The festival remained a casual event into the 1970s. Penn State’s noted Hemmingway scholar, Sandra Spanier ’76g, ’81g, who taught high school English and belonged to the Potters Guild at the time, sold her pottery at several festivals. “There were no covered booths back then,” she recalled. “We brought concrete blocks and wood to create shelves for the pottery. None of the artists took credit cards then either.”
Rick Bryant, executive director of the festival since 2005 and a State College native, said the event grew to around 600 artists’ booths at one point. Now there are roughly 300 booths and more than 900 artists from the United States and abroad vie for the coveted spots in what is considered one of the country’s premiere juried shows.
“Today, the festival pumps $14 million into the local economy and fills 6,000 hotel rooms,” Bryant said.
More than 125,000 people, many of them Penn State alumni, visit the five-day festival that costs around $500,000 to produce each year, a far cry from the several thousand that financed the 1967 event. The cost is offset by booth rentals, grants, and sales of buttons required for admittance to some performances.

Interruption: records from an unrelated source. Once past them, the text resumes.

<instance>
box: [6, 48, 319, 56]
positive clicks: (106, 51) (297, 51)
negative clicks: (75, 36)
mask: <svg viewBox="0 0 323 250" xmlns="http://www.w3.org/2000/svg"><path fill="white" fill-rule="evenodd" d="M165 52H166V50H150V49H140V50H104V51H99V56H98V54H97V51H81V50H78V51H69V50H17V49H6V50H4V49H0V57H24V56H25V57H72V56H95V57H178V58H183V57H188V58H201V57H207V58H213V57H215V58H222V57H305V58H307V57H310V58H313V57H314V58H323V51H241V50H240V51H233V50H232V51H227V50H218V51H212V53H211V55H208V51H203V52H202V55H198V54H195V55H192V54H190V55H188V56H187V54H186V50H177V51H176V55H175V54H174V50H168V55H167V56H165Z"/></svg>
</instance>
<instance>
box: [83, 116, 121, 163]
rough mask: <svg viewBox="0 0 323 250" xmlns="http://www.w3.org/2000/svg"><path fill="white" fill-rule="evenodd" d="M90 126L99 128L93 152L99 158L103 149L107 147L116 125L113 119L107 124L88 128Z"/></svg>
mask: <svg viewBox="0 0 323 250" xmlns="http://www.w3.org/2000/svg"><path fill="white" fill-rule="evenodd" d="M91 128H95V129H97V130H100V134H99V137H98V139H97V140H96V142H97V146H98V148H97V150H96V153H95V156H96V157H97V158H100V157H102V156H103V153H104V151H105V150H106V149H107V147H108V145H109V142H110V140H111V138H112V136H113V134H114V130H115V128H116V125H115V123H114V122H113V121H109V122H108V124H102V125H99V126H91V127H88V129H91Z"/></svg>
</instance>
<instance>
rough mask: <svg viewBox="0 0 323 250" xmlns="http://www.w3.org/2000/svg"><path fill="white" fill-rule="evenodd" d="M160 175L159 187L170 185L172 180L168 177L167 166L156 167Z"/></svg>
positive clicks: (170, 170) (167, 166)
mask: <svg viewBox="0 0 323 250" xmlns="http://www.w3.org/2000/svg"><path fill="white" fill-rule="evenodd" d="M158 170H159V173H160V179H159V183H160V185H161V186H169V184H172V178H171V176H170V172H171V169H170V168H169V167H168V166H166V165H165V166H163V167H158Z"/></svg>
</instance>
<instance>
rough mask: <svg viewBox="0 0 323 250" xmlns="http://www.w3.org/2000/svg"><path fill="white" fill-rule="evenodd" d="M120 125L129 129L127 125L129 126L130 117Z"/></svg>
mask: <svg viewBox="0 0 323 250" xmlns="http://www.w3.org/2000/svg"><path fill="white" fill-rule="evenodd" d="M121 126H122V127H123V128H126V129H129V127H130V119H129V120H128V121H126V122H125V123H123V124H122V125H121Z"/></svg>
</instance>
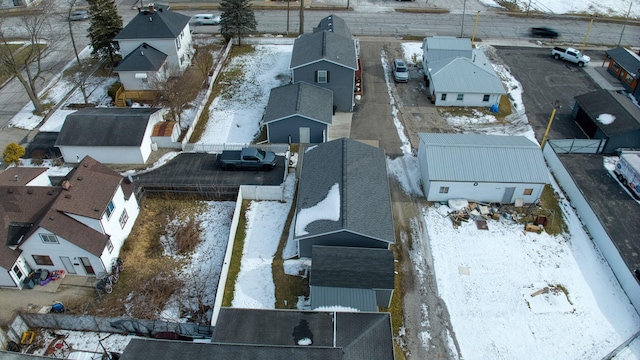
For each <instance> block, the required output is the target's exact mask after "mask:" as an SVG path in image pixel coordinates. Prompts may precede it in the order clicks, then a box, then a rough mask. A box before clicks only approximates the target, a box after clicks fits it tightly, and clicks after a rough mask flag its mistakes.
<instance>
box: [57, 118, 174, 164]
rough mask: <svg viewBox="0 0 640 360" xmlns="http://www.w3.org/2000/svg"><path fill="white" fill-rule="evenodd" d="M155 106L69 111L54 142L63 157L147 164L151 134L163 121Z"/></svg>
mask: <svg viewBox="0 0 640 360" xmlns="http://www.w3.org/2000/svg"><path fill="white" fill-rule="evenodd" d="M160 110H161V109H156V108H84V109H81V110H78V111H76V112H74V113H72V114H69V115H67V117H66V119H65V122H64V125H62V129H61V130H60V133H59V134H58V139H57V140H56V144H55V146H56V147H58V148H59V149H60V152H61V153H62V156H63V158H64V161H66V162H70V163H76V162H79V161H80V159H82V158H84V157H85V156H91V157H92V158H94V159H96V160H98V161H100V162H102V163H105V164H144V163H145V162H146V161H147V158H148V157H149V155H150V154H151V151H152V143H151V135H152V134H153V127H154V125H155V124H156V123H159V122H161V121H162V116H161V112H160Z"/></svg>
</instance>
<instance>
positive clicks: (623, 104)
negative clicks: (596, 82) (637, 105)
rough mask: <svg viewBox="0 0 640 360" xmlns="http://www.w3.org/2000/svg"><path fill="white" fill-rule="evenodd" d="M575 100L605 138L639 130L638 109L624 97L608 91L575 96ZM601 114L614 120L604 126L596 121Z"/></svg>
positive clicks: (631, 102)
mask: <svg viewBox="0 0 640 360" xmlns="http://www.w3.org/2000/svg"><path fill="white" fill-rule="evenodd" d="M575 99H576V103H577V104H578V105H580V107H581V108H582V109H583V110H584V111H585V112H586V113H587V115H589V117H590V118H591V119H593V120H594V122H595V123H596V124H597V125H598V127H599V128H600V130H602V132H603V133H604V134H605V135H607V136H611V135H616V134H622V133H626V132H630V131H636V130H638V129H640V123H639V122H640V109H638V107H637V106H635V105H634V104H633V103H632V102H631V100H630V99H629V98H627V97H626V96H624V95H620V94H618V93H617V92H615V91H610V90H597V91H593V92H590V93H587V94H584V95H579V96H576V97H575ZM601 114H611V115H613V116H615V118H616V119H615V120H614V121H613V122H612V123H611V124H608V125H605V124H603V123H601V122H599V121H597V120H596V119H597V118H598V116H600V115H601Z"/></svg>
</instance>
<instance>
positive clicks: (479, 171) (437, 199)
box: [418, 133, 549, 203]
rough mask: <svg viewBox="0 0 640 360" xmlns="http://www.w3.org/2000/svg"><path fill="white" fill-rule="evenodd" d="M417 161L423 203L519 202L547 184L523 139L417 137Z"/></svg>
mask: <svg viewBox="0 0 640 360" xmlns="http://www.w3.org/2000/svg"><path fill="white" fill-rule="evenodd" d="M418 136H419V138H420V146H419V149H418V161H419V163H420V173H421V177H422V183H423V190H424V193H425V196H426V197H427V200H429V201H446V200H449V199H469V200H474V201H482V202H501V203H513V202H514V201H515V200H516V199H522V200H523V201H524V202H525V203H532V202H535V201H537V200H538V198H539V197H540V194H541V192H542V189H543V187H544V185H545V184H548V183H549V170H548V169H547V166H546V163H545V161H544V157H543V156H542V151H541V150H540V147H539V146H538V145H537V144H535V143H534V142H532V141H531V140H529V139H527V138H526V137H524V136H499V135H477V134H433V133H421V134H418Z"/></svg>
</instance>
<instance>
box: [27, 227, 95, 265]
mask: <svg viewBox="0 0 640 360" xmlns="http://www.w3.org/2000/svg"><path fill="white" fill-rule="evenodd" d="M39 234H51V232H50V231H48V230H46V229H43V228H39V229H38V230H37V231H36V232H35V233H34V234H33V235H31V236H30V237H29V239H27V240H26V241H25V242H24V243H23V244H22V245H21V246H20V248H21V249H22V257H24V259H25V260H26V262H27V264H28V265H29V266H30V267H31V268H32V269H34V270H35V269H46V270H49V271H53V270H64V264H63V263H62V260H60V256H68V257H69V258H71V261H72V262H73V263H74V264H79V263H80V262H79V260H78V257H87V258H89V260H90V261H91V266H92V267H93V269H94V271H95V272H96V273H100V272H104V271H105V269H104V267H103V266H102V263H101V262H100V259H99V258H98V257H97V256H95V255H93V254H91V253H89V252H88V251H85V250H83V249H81V248H79V247H78V246H76V245H74V244H72V243H70V242H69V241H67V240H65V239H63V238H61V237H59V236H58V241H59V243H58V244H45V243H43V242H42V240H41V239H40V235H39ZM32 255H46V256H49V257H50V258H51V261H53V266H43V265H37V264H36V263H35V261H34V260H33V257H32ZM75 270H76V272H77V273H78V275H86V272H85V270H84V268H83V267H82V265H79V266H75Z"/></svg>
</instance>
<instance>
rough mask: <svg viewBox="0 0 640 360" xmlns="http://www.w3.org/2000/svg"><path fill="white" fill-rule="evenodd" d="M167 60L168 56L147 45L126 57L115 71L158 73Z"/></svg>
mask: <svg viewBox="0 0 640 360" xmlns="http://www.w3.org/2000/svg"><path fill="white" fill-rule="evenodd" d="M166 60H167V54H165V53H163V52H162V51H160V50H158V49H156V48H154V47H153V46H151V45H148V44H146V43H143V44H141V45H140V46H138V47H137V48H136V49H135V50H133V51H132V52H130V53H129V55H127V56H125V58H124V59H122V61H120V64H118V66H116V68H115V69H113V71H115V72H119V71H158V70H160V68H161V67H162V64H164V62H165V61H166Z"/></svg>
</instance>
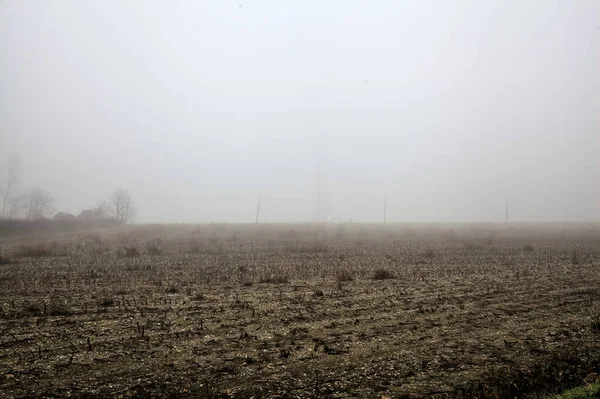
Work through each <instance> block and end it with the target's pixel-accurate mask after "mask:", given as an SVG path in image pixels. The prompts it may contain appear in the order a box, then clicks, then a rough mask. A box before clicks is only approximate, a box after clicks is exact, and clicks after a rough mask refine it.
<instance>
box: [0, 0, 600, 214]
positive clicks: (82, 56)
mask: <svg viewBox="0 0 600 399" xmlns="http://www.w3.org/2000/svg"><path fill="white" fill-rule="evenodd" d="M0 68H1V69H0V162H2V164H3V165H4V164H5V163H6V160H7V159H8V156H9V155H10V154H11V153H18V154H19V155H20V158H21V162H22V165H23V173H22V175H23V176H22V179H23V184H22V185H21V187H20V188H21V189H25V188H27V187H29V186H32V185H35V184H39V185H41V186H42V187H44V188H46V189H48V190H49V191H50V192H51V193H52V194H53V196H54V197H55V198H56V206H55V207H56V210H57V211H66V212H72V213H78V212H79V211H80V210H81V209H82V208H91V207H93V206H94V205H95V204H97V203H98V202H100V201H101V200H102V199H105V198H107V197H108V196H109V195H110V193H111V191H112V190H114V189H115V188H117V187H122V188H124V189H127V190H129V192H130V193H131V195H132V197H133V199H134V200H135V201H136V202H137V204H138V206H139V215H138V218H137V221H139V222H184V221H186V222H211V221H217V222H218V221H226V222H252V221H254V213H255V210H256V202H257V198H258V196H259V194H260V193H262V194H263V204H262V205H263V208H262V212H261V220H262V221H265V222H268V221H281V222H283V221H310V220H312V218H313V216H314V212H315V204H316V201H315V198H316V186H317V180H318V179H317V175H319V173H317V170H318V169H319V168H318V166H317V165H319V153H321V152H324V153H326V155H325V156H324V159H325V161H324V164H325V167H324V168H322V169H321V173H320V175H321V180H325V176H326V181H327V185H326V187H327V190H326V191H327V192H328V194H327V195H328V197H329V201H328V202H329V208H330V212H329V213H330V215H331V216H332V217H334V218H339V219H340V220H350V219H353V220H354V221H365V222H367V221H380V220H381V219H382V206H383V198H384V197H385V196H387V203H388V221H392V222H402V221H411V222H414V221H427V222H430V221H434V222H450V221H465V222H475V221H502V220H503V218H504V197H505V196H508V197H509V208H510V213H511V220H515V221H599V220H600V2H598V1H596V0H573V1H556V2H550V1H546V0H530V1H517V0H511V1H479V0H469V1H467V0H455V1H451V2H446V1H441V0H438V1H416V0H413V1H397V0H385V1H384V0H378V1H373V2H367V1H358V0H344V1H334V0H332V1H327V2H324V1H316V0H304V1H294V2H291V1H289V2H288V1H275V0H262V1H245V0H237V1H227V0H219V1H192V0H189V1H184V0H179V1H166V0H163V1H158V0H136V1H134V0H112V1H109V0H70V1H67V0H53V1H49V0H4V1H1V2H0ZM4 169H5V168H3V170H2V174H1V175H0V176H1V177H2V183H3V182H4V176H5V170H4Z"/></svg>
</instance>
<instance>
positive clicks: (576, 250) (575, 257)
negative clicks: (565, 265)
mask: <svg viewBox="0 0 600 399" xmlns="http://www.w3.org/2000/svg"><path fill="white" fill-rule="evenodd" d="M579 263H580V262H579V253H578V252H577V249H576V248H573V252H571V264H572V265H578V264H579Z"/></svg>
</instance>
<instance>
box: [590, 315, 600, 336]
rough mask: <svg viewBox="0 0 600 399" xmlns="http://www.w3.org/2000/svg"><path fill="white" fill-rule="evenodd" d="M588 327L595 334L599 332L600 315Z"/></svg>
mask: <svg viewBox="0 0 600 399" xmlns="http://www.w3.org/2000/svg"><path fill="white" fill-rule="evenodd" d="M590 327H591V329H592V331H593V332H595V333H596V334H600V317H599V318H597V319H596V320H594V321H592V323H591V325H590Z"/></svg>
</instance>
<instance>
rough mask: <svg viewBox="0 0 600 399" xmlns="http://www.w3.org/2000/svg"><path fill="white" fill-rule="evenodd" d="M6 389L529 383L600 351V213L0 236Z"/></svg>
mask: <svg viewBox="0 0 600 399" xmlns="http://www.w3.org/2000/svg"><path fill="white" fill-rule="evenodd" d="M0 245H1V248H2V252H1V253H2V255H1V256H0V306H1V309H0V332H1V335H0V374H1V377H0V396H2V397H53V396H54V397H67V396H71V397H168V396H170V397H239V398H246V397H252V396H254V397H257V398H258V397H271V398H275V397H301V398H302V397H336V398H347V397H361V398H362V397H382V396H387V397H449V396H450V397H483V396H485V397H488V396H491V397H506V398H508V397H510V398H514V397H515V396H517V397H522V396H525V395H527V394H530V393H540V392H543V391H547V392H549V391H552V390H557V389H562V388H566V387H569V386H572V385H580V384H582V383H584V382H585V381H589V380H590V379H593V378H595V374H594V373H597V372H598V371H599V369H598V366H599V365H600V334H599V332H600V306H599V305H598V300H599V299H600V233H599V232H598V227H597V226H591V227H590V226H556V225H555V226H508V227H506V226H466V225H462V226H424V225H422V226H402V225H398V226H361V225H346V226H328V227H326V228H318V227H314V226H302V225H296V226H293V225H262V226H261V225H259V226H232V225H204V226H139V227H132V228H126V229H121V230H114V231H106V230H102V231H96V232H80V233H71V234H60V235H55V236H44V237H39V236H35V237H5V238H3V239H1V240H0Z"/></svg>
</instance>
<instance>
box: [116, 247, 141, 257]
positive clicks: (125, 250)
mask: <svg viewBox="0 0 600 399" xmlns="http://www.w3.org/2000/svg"><path fill="white" fill-rule="evenodd" d="M117 256H120V257H125V258H135V257H137V256H140V250H139V249H137V248H136V247H130V246H126V247H124V248H121V249H120V250H119V251H118V252H117Z"/></svg>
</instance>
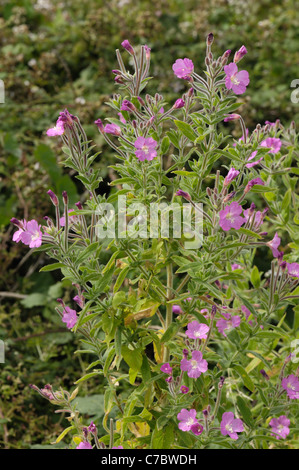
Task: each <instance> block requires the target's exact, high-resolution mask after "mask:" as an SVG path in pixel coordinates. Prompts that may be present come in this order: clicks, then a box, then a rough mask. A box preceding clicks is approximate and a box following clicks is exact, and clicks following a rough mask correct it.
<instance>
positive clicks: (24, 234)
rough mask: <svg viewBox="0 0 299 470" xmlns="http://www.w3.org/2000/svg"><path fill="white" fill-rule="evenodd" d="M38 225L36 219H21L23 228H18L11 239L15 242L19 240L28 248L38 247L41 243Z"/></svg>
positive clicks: (39, 228)
mask: <svg viewBox="0 0 299 470" xmlns="http://www.w3.org/2000/svg"><path fill="white" fill-rule="evenodd" d="M40 227H41V226H40V225H39V224H38V223H37V221H36V220H34V219H33V220H29V222H26V220H24V221H23V228H20V229H19V230H18V231H17V232H16V233H15V234H14V236H13V240H14V241H16V242H17V243H18V242H19V241H21V242H22V243H24V245H28V246H29V248H38V247H39V246H41V244H42V235H43V234H42V232H41V230H40Z"/></svg>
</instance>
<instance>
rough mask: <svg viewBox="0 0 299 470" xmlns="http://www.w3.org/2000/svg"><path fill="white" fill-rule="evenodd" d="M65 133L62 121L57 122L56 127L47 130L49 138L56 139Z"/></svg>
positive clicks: (53, 127)
mask: <svg viewBox="0 0 299 470" xmlns="http://www.w3.org/2000/svg"><path fill="white" fill-rule="evenodd" d="M63 133H64V125H63V122H62V121H57V122H56V125H55V126H54V127H51V128H50V129H48V130H47V135H48V136H49V137H54V136H56V135H62V134H63Z"/></svg>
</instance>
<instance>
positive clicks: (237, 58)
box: [234, 46, 247, 64]
mask: <svg viewBox="0 0 299 470" xmlns="http://www.w3.org/2000/svg"><path fill="white" fill-rule="evenodd" d="M246 54H247V49H246V47H245V46H242V47H240V49H239V50H238V51H237V52H236V53H235V55H234V62H235V64H236V63H237V62H239V61H240V60H241V59H243V57H244V55H246Z"/></svg>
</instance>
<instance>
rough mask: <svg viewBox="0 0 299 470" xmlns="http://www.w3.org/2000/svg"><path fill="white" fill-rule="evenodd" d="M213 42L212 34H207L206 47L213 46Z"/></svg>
mask: <svg viewBox="0 0 299 470" xmlns="http://www.w3.org/2000/svg"><path fill="white" fill-rule="evenodd" d="M213 41H214V34H213V33H210V34H208V36H207V46H211V45H212V44H213Z"/></svg>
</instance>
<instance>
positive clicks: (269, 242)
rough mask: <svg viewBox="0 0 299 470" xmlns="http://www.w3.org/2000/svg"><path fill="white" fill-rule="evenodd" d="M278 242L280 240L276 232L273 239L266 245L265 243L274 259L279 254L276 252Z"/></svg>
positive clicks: (278, 254)
mask: <svg viewBox="0 0 299 470" xmlns="http://www.w3.org/2000/svg"><path fill="white" fill-rule="evenodd" d="M280 242H281V240H280V238H279V236H278V235H277V232H276V233H275V235H274V238H273V239H272V240H270V241H269V242H268V243H266V245H268V246H269V247H270V248H271V250H272V253H273V256H274V258H277V257H278V256H279V253H280V252H279V250H278V247H279V245H280Z"/></svg>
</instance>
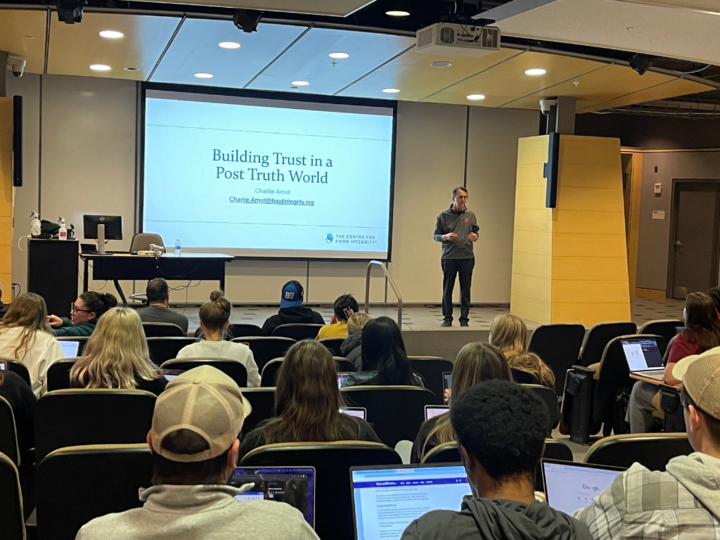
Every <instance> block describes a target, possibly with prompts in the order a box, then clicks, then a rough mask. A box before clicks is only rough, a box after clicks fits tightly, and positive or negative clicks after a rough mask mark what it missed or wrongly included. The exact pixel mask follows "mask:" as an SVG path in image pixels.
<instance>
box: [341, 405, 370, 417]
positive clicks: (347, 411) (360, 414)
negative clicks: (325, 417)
mask: <svg viewBox="0 0 720 540" xmlns="http://www.w3.org/2000/svg"><path fill="white" fill-rule="evenodd" d="M340 412H341V413H343V414H349V415H350V416H355V417H357V418H362V419H363V420H367V409H366V408H365V407H343V408H341V409H340Z"/></svg>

For the 42nd festival July 9-13, Bryant said some new events will be mixed with old favorites. A live ragtime orchestra in Schwab Auditorium will accompany silent films starring Buster Keaton and Charlie Chaplin. Headline music groups include Los Angeles-based jazz band Lao Tizer and the Celtic group Malinky. The Penn State Alumni Association is sponsoring concerts by Entrain, a New England group that combines rock, blues, calypso, jazz, zydeco, and ska, and local favorite Velveeta, known for covering “cheesy 80s music.” University president Graham Spanier will play washboard with the Phyrst Phamily during their popular Friday night sing-a-long at the Festival Shell.